Databricks

GuMart · ‎04-18-2023

Hi,

I would like to know if it is possible to get the target schema, programmatically, inside a DLT.

In DLT pipeline settings, destination, target schema.

I want to run more idempotent pipelines. For example, my target table has the fields: reference_date, customer_id, val1, val2, etc

I would like to, BEFORE writing to it, get the max reference_date currently in the target table, so I can query appropriately the source tables.

Currently DLT does not allow to create another live table reading to it before.

I could use 'spark.table', but to make it fully automatic, I would like to have the target schema.

target_table_name = 'whatevertable'
 
@dlt.table(
     name = target_table_name
)
def update_target():
 
     max_date = (
            spark
            .table(get_dlt_target_schema() + '.' + target_table_name)
            .select(F.max('reference_date'))
    )
 
    ....
    ....
    ....

Thank you

Anonymous · ‎04-24-2023

@Gustavo Martins :

I see, thank you for the clarification. In that case, you can use the spark.conf.get("spark.sql.warehouse.dir") method to get the location of the default database directory, which is typically the root directory of the Databricks File System (DBFS). From there, you can construct the path to the table's metadata file, which includes the schema information.

Here's an example:

target_table_name = 'whatevertable'
 
@dlt.table(
     name=target_table_name
)
def update_target():
    dbfs_root = spark.conf.get("spark.sql.warehouse.dir")
    target_table_path = f"{dbfs_root}/{target_table_name}"
    target_table_metadata = spark.read.format("parquet").load(f"{target_table_path}/_metadata")
    target_table_schema = target_table_metadata.schema.simpleString()
 
    max_date = (
            spark
            .table(f"`{target_table_schema}`.`{target_table_name}`")
            .select(F.max('reference_date'))
    )
 
    ...

This code reads the _metadata file of the target table to get its schema information, which is then used to construct the full target table path.
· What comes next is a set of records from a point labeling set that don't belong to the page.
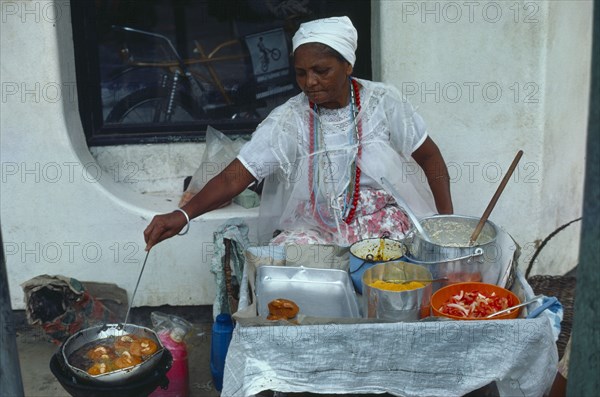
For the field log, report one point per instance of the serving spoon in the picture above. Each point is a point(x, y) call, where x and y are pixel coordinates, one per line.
point(136, 285)
point(535, 298)
point(424, 280)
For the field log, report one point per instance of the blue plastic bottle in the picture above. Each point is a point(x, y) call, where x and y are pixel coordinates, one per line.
point(221, 336)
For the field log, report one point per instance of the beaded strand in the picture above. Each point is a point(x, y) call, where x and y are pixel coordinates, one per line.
point(353, 191)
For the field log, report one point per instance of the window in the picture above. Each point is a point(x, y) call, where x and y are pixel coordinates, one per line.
point(151, 71)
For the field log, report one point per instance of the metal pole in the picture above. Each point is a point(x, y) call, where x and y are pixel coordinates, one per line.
point(10, 370)
point(584, 363)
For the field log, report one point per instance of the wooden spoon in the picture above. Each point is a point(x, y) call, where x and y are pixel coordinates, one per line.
point(495, 198)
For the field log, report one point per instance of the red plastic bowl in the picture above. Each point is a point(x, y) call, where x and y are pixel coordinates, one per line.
point(442, 295)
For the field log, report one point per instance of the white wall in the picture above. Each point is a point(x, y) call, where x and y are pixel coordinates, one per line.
point(491, 78)
point(64, 213)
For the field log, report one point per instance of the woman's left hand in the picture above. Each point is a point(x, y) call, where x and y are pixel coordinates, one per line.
point(163, 227)
point(428, 156)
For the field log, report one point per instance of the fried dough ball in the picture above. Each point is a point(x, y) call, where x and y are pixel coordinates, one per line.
point(127, 360)
point(101, 354)
point(123, 342)
point(282, 309)
point(143, 347)
point(101, 368)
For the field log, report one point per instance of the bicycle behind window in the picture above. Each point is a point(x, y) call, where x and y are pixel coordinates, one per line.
point(154, 71)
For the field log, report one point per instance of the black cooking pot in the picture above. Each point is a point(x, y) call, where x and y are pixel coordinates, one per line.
point(140, 387)
point(121, 376)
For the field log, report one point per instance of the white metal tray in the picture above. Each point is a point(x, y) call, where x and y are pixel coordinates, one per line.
point(317, 292)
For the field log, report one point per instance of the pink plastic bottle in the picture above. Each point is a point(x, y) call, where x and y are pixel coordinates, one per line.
point(179, 373)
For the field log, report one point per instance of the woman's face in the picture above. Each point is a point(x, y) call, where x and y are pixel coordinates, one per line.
point(322, 76)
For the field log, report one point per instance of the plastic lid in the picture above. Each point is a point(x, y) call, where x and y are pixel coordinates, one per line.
point(224, 318)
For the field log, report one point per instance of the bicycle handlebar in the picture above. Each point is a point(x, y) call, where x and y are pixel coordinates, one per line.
point(152, 34)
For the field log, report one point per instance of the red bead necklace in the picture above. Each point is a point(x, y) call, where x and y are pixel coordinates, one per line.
point(353, 192)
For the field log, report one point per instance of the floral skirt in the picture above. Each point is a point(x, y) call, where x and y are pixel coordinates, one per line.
point(377, 215)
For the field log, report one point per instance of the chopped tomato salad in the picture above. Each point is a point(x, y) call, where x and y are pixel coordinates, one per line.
point(474, 304)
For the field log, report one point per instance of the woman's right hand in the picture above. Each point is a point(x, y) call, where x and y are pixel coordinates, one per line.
point(163, 227)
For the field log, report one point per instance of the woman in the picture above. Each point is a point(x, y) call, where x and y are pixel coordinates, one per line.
point(324, 152)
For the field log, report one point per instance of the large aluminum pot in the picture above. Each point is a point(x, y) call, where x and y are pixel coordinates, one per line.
point(367, 253)
point(466, 268)
point(92, 334)
point(410, 305)
point(449, 254)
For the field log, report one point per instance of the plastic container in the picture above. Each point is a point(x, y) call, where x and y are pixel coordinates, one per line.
point(367, 253)
point(178, 375)
point(221, 336)
point(407, 305)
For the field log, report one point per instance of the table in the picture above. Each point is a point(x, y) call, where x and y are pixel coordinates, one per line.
point(428, 357)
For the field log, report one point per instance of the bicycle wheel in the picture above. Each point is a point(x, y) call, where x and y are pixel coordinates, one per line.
point(149, 105)
point(275, 54)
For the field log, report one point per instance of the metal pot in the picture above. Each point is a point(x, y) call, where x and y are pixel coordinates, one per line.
point(449, 254)
point(410, 305)
point(367, 253)
point(466, 268)
point(92, 334)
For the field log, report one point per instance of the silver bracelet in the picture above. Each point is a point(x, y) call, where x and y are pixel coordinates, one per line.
point(187, 218)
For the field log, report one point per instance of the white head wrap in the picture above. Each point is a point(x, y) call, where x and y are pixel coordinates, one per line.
point(336, 32)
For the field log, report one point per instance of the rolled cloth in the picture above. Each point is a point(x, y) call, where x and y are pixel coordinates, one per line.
point(336, 32)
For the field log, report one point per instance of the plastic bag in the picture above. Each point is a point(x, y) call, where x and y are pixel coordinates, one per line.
point(220, 151)
point(63, 306)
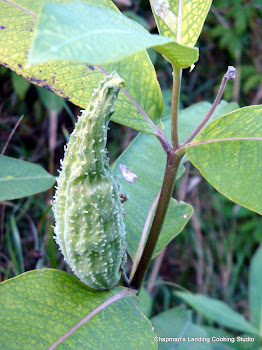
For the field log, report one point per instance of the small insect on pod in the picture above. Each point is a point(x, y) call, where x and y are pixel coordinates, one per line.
point(89, 220)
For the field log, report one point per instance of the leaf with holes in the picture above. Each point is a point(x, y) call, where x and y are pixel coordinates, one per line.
point(70, 31)
point(73, 80)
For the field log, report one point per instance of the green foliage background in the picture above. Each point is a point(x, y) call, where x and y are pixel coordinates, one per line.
point(213, 253)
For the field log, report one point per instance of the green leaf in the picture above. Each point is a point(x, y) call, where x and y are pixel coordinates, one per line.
point(233, 167)
point(194, 13)
point(177, 323)
point(217, 311)
point(51, 101)
point(76, 81)
point(138, 159)
point(190, 117)
point(40, 306)
point(140, 169)
point(255, 288)
point(70, 31)
point(19, 178)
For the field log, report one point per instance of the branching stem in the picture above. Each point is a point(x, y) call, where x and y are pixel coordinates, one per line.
point(160, 135)
point(161, 210)
point(177, 74)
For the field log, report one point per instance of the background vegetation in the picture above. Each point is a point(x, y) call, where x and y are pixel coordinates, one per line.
point(213, 253)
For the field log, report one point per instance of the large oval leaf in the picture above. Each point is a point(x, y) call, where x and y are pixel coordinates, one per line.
point(194, 13)
point(233, 167)
point(140, 170)
point(145, 158)
point(177, 323)
point(218, 311)
point(98, 35)
point(76, 81)
point(19, 178)
point(40, 306)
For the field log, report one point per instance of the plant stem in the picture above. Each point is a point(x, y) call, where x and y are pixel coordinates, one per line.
point(177, 74)
point(160, 135)
point(161, 210)
point(172, 164)
point(230, 75)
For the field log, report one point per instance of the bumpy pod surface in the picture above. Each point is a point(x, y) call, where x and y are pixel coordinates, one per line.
point(87, 207)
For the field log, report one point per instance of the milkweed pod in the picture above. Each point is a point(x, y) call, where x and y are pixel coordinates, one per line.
point(89, 226)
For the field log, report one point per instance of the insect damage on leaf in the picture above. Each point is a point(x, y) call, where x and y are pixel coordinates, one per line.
point(87, 206)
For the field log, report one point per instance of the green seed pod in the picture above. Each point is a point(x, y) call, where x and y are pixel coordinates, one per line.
point(87, 207)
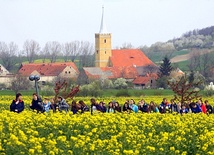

You can then use the full schema-qualified table name to access the table with the

spark.table() method.

Note that the spark.sql.warehouse.dir configuration property may not be set in some environments, in which case you may need to manually specify the root directory of your default database.

View solution in original post

Kaniz · ‎04-19-2023

Hi @Gustavo Martins, It's possible to get the target schema programmatically in a DLT notebook by reading the Delta table using PySpark.

Here's a way to achieve this by defining a function that gets the target schema from the target Delta table:

from pyspark.sql import SparkSession
 
spark = SparkSession.builder.getOrCreate()
 
def get_dlt_target_schema(target_table_name):
    # Read the target Delta table
    target_table_df = spark.read.format("delta").load(target_table_name)
 
    # Get the schema of the target table
    target_schema = target_table_df.schema
 
    return target_schema

Then, you can use this function in your update_target() function:

from pyspark.sql.functions import max as F_max
 
target_table_name = 'whatevertable'
 
@dlt.table(
    name=target_table_name
)
def update_target():
    target_schema = get_dlt_target_schema(target_table_name)
 
    max_date = (
        spark
        .table(target_table_name)
        .select(F_max('reference_date'))
    )
 
    # ...

However, there is a limitation to this approach. Since you are trying to read the same table you are defining using the @dlt.table decorator, you might run into issues when trying to read and write the same table within the same pipeline.

A possible workaround for this is to use a different approach to query the maximum reference date from the target table outside of the DLT pipeline. You can read the target table using PySpark or a different method and pass the max reference date as a parameter to the DLT pipeline.

This way, you can avoid reading and writing the same table within the same pipeline.

Remember to replace the 'whatevertable' placeholder with the appropriate path to your Delta table

GuMart · ‎04-19-2023

Hi @Kaniz Fatma ,

Thank you for your reply.

About the limitations, I know, that is why I want to read a table with 'spark.table()' method.

And to be clear, what I mean with 'schema' is:

hive_metastore.<this_schema>.<the_target_table>

But what you suggested, using 'spark.table(<the_target_table>)' won't work, because if I don't use the full name (i.e., <this_schema>.<the_target_table>) it will assume the default schema, which is not the target schema (<this_schema>).

Because I could use the function 'current_database()', but again, this will return the default schema, and not the 'target schema for this DLT'.